The Riel Renaissance

Being among the best of the best

Die Nuwe Graskoue Trappers at Bushmans Kloof

One of the oldest dance forms in South Africa is making a comeback, uplifting local children, and shining on the world’s stage. Troupe manager and dance coach Floris Smith shares more.

What is Riel dancing?

It’s a rural dance created by the workers of the greater Cape Colony of old, including the Winelands, Garden Route, Kalahari, and Karoo. It has its roots in the storytelling dances of the Khoi and San. The music has come a long way since then – it’s rhythmic, fast, and fun. You can’t help but dance when you hear it!

"The Riel is part of the culture...owned by these communities...and it’s being celebrated as a heritage worth appreciating."

Why do you think the dance is still popular today?

There isn’t much for youth to do in remote rural areas, so it’s mainly danced in these rural communities. When ATKV took the initiative to launch a project and host a championship, this inspired many to take part. Lots of workshops and training sessions created mass interest at schools and other communities, and the opportunity of becoming champions was also so inspirational to the kids and dancers.

When you are not coaching, what are you doing?

I work as Executive Chef and Deputy General Manager at Bushmans Kloof Wilderness Reserve & Wellness Retreat in the Cederberg. All my spare time is dedicated to the Riel Dance Project! Bushmans Kloof is proud of what our Riel Troupe has achieved and what it’s meant to the local community, and so they are accommodating when I need to travel with the group for dance competitions and performances.

What difficulties has the troupe experienced so far?

These communities are self-sustained, and kids will spend their time with livestock or in the vegetable gardens, on the Rooibos tea lands, or gather wood after school or over weekends. Access to sports clubs is almost non-existent. But the most challenging aspect sustaining the project is of a financial nature, as with any projects.
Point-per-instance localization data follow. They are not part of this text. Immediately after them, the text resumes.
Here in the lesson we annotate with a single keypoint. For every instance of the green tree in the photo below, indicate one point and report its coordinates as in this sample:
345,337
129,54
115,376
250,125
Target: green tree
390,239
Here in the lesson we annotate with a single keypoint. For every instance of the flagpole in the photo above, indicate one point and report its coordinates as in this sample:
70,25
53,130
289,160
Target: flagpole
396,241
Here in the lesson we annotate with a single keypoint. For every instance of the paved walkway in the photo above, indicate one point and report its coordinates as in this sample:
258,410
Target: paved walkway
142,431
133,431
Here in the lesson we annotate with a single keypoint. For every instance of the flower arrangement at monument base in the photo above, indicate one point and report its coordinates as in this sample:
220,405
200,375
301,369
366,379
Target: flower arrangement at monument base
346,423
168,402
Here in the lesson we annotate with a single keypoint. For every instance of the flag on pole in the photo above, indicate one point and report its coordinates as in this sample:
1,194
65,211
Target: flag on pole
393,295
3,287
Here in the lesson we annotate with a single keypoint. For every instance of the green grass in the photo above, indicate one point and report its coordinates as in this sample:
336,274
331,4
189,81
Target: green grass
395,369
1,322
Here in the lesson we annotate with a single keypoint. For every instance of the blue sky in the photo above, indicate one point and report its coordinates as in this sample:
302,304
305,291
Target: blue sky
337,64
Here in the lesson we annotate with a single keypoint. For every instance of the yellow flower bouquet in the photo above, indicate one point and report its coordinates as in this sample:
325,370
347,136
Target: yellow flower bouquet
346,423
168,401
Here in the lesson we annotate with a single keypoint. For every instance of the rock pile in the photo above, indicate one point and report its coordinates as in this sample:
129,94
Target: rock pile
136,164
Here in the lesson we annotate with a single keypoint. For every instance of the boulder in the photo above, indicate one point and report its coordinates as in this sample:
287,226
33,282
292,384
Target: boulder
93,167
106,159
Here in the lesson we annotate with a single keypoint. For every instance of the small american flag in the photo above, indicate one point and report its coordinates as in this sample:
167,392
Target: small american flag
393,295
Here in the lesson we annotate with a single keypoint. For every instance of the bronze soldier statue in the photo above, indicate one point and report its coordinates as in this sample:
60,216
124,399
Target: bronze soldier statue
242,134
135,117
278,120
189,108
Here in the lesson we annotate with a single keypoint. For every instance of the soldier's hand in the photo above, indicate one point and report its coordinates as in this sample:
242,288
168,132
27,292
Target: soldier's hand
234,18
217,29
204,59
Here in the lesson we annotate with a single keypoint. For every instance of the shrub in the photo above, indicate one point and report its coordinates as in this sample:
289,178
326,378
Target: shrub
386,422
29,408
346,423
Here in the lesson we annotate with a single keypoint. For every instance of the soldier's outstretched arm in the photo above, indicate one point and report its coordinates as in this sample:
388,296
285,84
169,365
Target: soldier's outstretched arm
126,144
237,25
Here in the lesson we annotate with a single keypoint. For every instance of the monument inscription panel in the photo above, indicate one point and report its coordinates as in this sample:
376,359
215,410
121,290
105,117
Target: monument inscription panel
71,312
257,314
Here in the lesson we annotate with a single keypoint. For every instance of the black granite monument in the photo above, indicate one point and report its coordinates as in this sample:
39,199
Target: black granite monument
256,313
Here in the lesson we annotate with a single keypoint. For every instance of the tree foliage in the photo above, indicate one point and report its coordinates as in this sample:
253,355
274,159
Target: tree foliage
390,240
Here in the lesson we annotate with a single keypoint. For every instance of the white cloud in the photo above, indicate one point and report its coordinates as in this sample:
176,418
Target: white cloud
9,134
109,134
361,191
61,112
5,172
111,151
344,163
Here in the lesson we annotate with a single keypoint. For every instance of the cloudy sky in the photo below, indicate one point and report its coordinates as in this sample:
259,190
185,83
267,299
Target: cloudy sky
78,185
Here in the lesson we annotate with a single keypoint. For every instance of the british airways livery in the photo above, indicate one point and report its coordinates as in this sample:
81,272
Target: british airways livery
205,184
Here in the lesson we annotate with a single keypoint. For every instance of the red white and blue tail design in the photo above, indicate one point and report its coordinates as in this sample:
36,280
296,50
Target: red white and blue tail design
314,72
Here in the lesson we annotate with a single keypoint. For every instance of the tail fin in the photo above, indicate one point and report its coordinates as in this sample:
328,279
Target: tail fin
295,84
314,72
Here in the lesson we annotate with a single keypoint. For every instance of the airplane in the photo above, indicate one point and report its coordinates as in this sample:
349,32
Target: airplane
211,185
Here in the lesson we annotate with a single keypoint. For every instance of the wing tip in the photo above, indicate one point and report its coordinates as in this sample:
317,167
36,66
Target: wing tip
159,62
Because the dancers are based at villages around Wupperthal, getting them all at a central point for training and rehearsals is sometimes challenging due to the transport and road constraints (mainly handmade rough gravel roads).

How did it feel to perform at the World Championship of Performing Arts?

Winning awards has opened so many doors for the project, especially for Die Nuwe GrasKoue Trappers. They get to perform at so many festivals, functions, and special events as the dance has become so popular over the years. The Riel is part of the culture that the kids grow up with; they know the steps and the rhythms by heart. It’s owned by these communities. Children learn to do it in schools, and it’s being celebrated as a heritage worth appreciating.

How did it feel to win the awards?

It’s the ultimate reward! We can hold our heads up high now knowing that we’ve shown the world that we’re among the best of the best. Our Gold and Silver medals belong not only to us but also to the community of Wupperthal, to Bushmans Kloof and its owners the Tollman family, and to all the people of South Africa who believed in us and supported us. Thank you. You gave us the wings to fly.